Dec. 2—CONCORD — As the U.S. Supreme Court heard arguments over an abortion ban in Mississippi Wednesday, debate kicked off in the State House, where both sides seek major changes to New Hampshire's new ban on abortions after 24 weeks.
That ban takes effect Jan. 1.
Democratic lawmakers in the House and Senate want to enact abortion protections that could apply regardless of what the nation's highest court rules.
The case of Dobbs vs. Jackson Women's Health Organization has raised the prospect that the court could alter the 1973 landmark Roe v. Wade decision that made all abortions legal before a fetus is viable outside the womb.
"Unfortunately, it is no longer an option for us to count on the U.S. Supreme Court to protect our reproductive rights — now is the time to take proactive action to protect abortion access in New Hampshire," said state Sen. Becky Whitley, D-Hopkinton.
Planned Parenthood New Hampshire Action Fund rallied in front of the State House on Wednesday in support of its cause.
Meanwhile, anti-abortion legislators have their own designs on the issue, with 2022 legislative proposals that would ban an abortion once there's evidence of a fetal heartbeat as well as permit a biological father to go to court to prevent an expectant mother from terminating a pregnancy without his support.
"I think the Supreme Court is eventually going to turn the abortion debate back to the states and reverse Roe v. Wade," said state Rep. David Testerman, R-Franklin, who authored the fetal heartbeat bill.
"These bills will set the tone for New Hampshire, and fetal heartbeat is something we can measure."
15-week ban in Mississippi
The U.S. Supreme Court will decide by next June whether to uphold a 15-week abortion ban in Mississippi that has been legally suspended since lawmakers adopted it in 2018.
Many judicial observers have concluded that with a 6-3 conservative majority, the court is poised to endorse more state restrictions on abortions. Questions remain how far it will go.
Gov. Chris Sununu, who signed the state budget containing New Hampshire's abortion ban, rejected the view that legal abortions were at risk.

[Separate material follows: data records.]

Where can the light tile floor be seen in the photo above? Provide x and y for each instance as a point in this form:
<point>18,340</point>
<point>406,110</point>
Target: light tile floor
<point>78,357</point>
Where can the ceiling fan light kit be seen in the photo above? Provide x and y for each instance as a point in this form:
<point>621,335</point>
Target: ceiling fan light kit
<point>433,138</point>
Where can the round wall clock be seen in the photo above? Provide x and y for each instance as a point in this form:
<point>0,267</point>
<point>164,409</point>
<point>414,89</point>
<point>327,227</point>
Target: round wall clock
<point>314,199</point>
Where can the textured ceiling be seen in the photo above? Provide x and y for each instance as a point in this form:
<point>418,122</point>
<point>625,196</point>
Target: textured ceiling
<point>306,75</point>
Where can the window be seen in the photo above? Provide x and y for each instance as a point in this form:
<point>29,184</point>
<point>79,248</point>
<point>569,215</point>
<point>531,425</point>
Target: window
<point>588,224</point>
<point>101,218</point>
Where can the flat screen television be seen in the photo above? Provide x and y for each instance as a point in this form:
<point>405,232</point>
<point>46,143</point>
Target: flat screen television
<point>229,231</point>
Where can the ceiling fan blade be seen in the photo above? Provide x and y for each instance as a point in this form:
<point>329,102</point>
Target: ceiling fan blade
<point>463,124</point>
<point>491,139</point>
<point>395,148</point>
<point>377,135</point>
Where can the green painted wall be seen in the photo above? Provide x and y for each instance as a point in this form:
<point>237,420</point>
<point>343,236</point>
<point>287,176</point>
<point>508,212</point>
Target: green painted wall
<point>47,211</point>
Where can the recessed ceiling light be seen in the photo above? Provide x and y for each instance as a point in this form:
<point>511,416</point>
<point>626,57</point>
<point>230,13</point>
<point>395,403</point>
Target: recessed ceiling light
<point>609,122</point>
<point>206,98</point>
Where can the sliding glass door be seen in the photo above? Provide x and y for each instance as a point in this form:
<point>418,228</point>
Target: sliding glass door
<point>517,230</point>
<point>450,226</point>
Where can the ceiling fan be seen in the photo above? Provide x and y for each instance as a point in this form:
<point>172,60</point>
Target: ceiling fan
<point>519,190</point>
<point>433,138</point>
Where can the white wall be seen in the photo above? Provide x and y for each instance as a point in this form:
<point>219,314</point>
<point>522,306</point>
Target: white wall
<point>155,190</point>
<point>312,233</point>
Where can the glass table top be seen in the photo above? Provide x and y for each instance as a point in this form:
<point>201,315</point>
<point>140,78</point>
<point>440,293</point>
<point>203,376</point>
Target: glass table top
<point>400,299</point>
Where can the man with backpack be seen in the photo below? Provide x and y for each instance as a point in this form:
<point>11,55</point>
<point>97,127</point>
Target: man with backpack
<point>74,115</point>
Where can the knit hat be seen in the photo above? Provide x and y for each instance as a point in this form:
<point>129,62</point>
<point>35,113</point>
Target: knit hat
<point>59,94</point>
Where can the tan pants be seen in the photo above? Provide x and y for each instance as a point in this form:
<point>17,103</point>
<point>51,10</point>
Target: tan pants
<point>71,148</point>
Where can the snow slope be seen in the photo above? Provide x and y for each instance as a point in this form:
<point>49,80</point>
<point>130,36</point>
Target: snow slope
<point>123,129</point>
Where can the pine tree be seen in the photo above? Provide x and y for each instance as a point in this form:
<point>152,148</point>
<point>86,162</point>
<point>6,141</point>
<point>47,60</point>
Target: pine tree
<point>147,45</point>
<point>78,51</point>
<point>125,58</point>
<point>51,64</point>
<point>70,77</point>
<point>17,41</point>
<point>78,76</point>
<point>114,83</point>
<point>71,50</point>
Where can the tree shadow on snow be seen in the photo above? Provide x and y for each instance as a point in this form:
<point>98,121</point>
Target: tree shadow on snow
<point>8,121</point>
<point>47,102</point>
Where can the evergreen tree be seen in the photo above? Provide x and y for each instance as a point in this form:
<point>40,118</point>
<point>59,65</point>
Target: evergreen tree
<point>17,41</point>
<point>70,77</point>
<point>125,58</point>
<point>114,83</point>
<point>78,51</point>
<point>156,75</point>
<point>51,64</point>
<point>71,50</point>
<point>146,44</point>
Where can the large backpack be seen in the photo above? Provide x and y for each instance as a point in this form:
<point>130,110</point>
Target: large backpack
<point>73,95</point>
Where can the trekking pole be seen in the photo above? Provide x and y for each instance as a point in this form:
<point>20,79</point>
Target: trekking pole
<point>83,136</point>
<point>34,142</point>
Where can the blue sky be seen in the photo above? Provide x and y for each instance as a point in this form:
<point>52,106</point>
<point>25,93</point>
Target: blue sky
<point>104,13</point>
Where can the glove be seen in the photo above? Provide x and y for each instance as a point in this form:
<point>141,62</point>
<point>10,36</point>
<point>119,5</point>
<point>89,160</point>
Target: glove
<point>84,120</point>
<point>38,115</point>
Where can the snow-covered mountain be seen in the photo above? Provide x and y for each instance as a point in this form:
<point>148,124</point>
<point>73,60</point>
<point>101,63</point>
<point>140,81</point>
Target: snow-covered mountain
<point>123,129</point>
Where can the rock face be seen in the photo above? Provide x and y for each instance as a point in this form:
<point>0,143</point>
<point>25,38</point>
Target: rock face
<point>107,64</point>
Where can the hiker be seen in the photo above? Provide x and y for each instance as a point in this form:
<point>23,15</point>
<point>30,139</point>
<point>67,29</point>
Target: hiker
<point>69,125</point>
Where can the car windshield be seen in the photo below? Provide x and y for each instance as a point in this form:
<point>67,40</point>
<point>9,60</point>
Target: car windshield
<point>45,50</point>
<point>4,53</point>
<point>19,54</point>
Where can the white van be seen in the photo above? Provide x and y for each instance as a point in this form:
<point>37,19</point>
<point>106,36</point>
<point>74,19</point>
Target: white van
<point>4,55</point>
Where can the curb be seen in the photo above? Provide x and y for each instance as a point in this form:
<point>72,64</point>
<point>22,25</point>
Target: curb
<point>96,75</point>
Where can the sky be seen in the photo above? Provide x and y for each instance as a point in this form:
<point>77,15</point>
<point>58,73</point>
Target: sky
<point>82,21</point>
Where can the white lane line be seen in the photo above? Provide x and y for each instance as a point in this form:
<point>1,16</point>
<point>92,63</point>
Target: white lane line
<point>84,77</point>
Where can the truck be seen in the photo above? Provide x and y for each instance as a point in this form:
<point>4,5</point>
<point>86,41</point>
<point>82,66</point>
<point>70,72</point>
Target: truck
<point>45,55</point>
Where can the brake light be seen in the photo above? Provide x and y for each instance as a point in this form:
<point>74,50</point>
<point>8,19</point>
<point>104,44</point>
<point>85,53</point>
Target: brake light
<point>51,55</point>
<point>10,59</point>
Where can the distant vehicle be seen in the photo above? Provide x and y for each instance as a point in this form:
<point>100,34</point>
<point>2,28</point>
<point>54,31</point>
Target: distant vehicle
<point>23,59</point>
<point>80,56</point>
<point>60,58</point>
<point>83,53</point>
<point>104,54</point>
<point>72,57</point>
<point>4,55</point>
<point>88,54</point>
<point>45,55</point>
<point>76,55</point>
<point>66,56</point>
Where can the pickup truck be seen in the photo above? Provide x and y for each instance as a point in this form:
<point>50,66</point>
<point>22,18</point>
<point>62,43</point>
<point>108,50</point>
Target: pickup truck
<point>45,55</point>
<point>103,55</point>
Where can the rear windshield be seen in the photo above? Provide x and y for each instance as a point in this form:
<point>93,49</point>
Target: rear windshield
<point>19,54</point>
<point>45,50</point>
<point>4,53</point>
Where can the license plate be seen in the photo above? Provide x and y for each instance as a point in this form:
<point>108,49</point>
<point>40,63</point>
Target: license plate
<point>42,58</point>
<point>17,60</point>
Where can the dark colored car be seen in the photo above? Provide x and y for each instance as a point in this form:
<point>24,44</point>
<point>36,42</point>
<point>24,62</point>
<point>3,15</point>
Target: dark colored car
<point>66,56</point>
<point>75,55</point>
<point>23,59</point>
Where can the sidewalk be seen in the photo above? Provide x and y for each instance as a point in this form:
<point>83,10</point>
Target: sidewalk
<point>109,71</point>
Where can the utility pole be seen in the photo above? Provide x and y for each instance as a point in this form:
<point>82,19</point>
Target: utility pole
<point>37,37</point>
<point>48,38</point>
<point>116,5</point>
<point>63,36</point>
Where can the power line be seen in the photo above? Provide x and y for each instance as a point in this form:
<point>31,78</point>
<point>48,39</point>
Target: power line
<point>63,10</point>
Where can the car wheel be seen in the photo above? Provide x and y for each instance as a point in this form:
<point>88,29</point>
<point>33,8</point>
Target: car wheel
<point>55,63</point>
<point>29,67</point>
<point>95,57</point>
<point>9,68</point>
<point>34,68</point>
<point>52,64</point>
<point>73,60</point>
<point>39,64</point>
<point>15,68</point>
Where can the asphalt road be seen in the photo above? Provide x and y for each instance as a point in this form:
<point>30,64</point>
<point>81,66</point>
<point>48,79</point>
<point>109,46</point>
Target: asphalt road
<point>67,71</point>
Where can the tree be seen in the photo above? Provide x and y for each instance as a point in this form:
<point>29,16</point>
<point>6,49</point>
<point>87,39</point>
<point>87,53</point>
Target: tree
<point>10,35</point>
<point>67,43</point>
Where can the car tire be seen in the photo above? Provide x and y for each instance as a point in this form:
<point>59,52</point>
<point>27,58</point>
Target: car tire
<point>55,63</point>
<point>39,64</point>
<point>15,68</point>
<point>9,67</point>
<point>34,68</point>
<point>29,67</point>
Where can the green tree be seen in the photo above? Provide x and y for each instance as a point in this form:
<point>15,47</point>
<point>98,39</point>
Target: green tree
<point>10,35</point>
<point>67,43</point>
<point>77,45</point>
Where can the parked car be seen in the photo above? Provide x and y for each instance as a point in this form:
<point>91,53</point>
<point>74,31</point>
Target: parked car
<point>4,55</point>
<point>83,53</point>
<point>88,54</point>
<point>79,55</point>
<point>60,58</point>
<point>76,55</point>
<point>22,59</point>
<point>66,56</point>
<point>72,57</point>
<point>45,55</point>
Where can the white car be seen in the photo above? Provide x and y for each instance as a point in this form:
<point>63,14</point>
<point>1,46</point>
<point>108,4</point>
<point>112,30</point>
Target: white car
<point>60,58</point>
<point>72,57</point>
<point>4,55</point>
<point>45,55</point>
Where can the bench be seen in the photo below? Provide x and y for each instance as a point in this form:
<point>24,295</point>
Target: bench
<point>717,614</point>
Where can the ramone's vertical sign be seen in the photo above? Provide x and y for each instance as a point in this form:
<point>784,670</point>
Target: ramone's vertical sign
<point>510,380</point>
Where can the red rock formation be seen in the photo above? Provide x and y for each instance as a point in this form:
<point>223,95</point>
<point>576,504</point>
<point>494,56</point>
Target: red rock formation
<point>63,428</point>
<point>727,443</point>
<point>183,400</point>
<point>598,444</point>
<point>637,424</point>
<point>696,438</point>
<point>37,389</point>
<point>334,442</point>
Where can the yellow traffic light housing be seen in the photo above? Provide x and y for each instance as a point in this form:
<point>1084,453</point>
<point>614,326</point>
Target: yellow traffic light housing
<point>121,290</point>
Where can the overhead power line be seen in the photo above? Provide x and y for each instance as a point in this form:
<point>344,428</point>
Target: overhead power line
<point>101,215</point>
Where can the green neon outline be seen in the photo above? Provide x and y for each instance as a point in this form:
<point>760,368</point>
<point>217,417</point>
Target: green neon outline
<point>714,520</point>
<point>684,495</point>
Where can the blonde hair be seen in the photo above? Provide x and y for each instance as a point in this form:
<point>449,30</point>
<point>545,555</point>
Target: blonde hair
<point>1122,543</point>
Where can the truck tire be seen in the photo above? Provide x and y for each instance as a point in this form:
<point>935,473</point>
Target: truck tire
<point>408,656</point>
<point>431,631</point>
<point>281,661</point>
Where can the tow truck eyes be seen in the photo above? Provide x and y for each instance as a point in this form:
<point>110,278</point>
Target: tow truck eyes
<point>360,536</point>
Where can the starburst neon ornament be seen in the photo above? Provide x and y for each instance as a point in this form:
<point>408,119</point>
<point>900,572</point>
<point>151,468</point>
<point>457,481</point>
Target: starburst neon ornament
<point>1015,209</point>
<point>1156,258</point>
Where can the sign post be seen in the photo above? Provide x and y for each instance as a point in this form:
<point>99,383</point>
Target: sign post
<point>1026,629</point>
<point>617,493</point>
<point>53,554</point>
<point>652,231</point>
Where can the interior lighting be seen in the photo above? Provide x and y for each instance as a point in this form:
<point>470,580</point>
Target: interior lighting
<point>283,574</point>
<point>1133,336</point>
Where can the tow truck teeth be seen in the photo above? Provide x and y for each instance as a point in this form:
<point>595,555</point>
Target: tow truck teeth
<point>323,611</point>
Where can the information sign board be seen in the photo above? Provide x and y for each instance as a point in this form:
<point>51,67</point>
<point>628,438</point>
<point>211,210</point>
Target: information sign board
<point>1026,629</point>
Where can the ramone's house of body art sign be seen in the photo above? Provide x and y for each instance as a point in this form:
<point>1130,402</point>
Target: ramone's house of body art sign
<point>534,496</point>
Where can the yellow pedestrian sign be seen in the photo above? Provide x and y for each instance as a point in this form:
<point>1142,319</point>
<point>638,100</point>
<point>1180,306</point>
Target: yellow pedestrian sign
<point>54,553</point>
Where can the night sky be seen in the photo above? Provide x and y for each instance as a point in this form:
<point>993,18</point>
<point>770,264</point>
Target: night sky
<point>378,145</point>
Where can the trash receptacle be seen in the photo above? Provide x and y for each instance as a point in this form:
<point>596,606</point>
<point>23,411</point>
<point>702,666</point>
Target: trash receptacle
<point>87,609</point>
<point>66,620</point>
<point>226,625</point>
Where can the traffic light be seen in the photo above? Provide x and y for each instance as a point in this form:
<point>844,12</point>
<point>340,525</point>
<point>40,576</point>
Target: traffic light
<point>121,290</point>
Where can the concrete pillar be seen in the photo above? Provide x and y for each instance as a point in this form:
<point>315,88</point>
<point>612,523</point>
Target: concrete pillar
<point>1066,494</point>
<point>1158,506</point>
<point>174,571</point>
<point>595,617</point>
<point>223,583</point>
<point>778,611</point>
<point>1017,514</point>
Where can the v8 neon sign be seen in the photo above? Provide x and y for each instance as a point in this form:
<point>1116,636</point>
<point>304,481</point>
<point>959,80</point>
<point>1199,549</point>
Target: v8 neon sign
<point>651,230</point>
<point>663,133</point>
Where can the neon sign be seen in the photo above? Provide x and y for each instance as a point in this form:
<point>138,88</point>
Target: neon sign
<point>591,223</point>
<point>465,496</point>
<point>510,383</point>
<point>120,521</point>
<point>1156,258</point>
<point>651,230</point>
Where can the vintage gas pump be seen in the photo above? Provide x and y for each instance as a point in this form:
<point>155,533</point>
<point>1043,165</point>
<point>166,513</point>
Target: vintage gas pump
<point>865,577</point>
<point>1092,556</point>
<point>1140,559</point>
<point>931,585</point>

"In terms of this Dobbs case down in Washington, that is not an overturn of Roe v. Wade; it has to do with viability and all this kind of other stuff," Sununu told reporters during a COVID-19 briefing Tuesday.
"So, no, I mean, I'm not really paying attention to that case. And so, I mean, we will see where it goes. But that case does not decide Roe v. Wade."
Devon Chaffee, executive director of Civil Liberties Union of New Hampshire, said the "political landscape is shifting," and lawmakers need to affirm a woman's autonomy over her own body.
"We remain steadfast in our dedication to defending reproductive rights, and will use the full firepower of the ACLU to protect them in the Granite State," Chaffee said.
Shannon McGinley, executive director of Cornerstone Action, a socially conservative group that supported the abortion ban, said it's reasonable and appropriate.
"Those trying to link New Hampshire's moderate law with these other states are grandstanding," McGinley said.
"Mississippi's abortion debate is not New Hampshire's abortion debate. In the Granite State, our debate is between moderates who support restricting abortion at six months of pregnancy and pro-abortion extremists who believe in the right to kill an unborn child for any reason and at any time."
In January, the New Hampshire House of Representatives will consider a separate bill that would repeal the part of the abortion ban law that requires all women seeking an abortion to get an ultrasound, even if it's not medically necessary.
"This is the least they can do to mitigate the harm they are doing," said Sen. Cindy Rosenwald, D-Nashua.
New Hampshire's abortion ban has no exceptions for rape and incest, though it has one to protect the health of the mother. It contains fines and jail terms for doctors who violate its provisions.
During a radio interview with Chris Ryan Wednesday morning, Sununu repeated that he would sign a repeal of the ultrasound requirement and supported adding exceptions for rape and incest to the ban.
Abortion rights advocates said repealing the ban outright was likely a bridge too far next year.
"We acknowledge the political climate at the State House makes that a difficult fight. It is one, however, that we will not shy away from," Rosenwald said.
Meanwhile, Testerman admitted that with a tiny Republican majority in the House, it will be difficult for his side to rack up new wins next year.
"It's been very tough for the Legislature to support the pro-life position to this point, but we'll keep trying," said Testerman, whose wife, Karen, has already announced a GOP primary challenge to Sununu's bid for a fourth term as governor in 2022.
McGinley said the ultrasound requirement is among the most modest in the country and as written would punish only doctors who ignored the mandate in cases where there was "substantial risk" the fetus was more than 24 weeks old.
"With every elected branch of government in New Hampshire being led by Republicans, not by Planned Parenthood, we should be able to hold on to this common sense legislation," McGinley said.
"It's the right thing to do because babies' lives depend on it."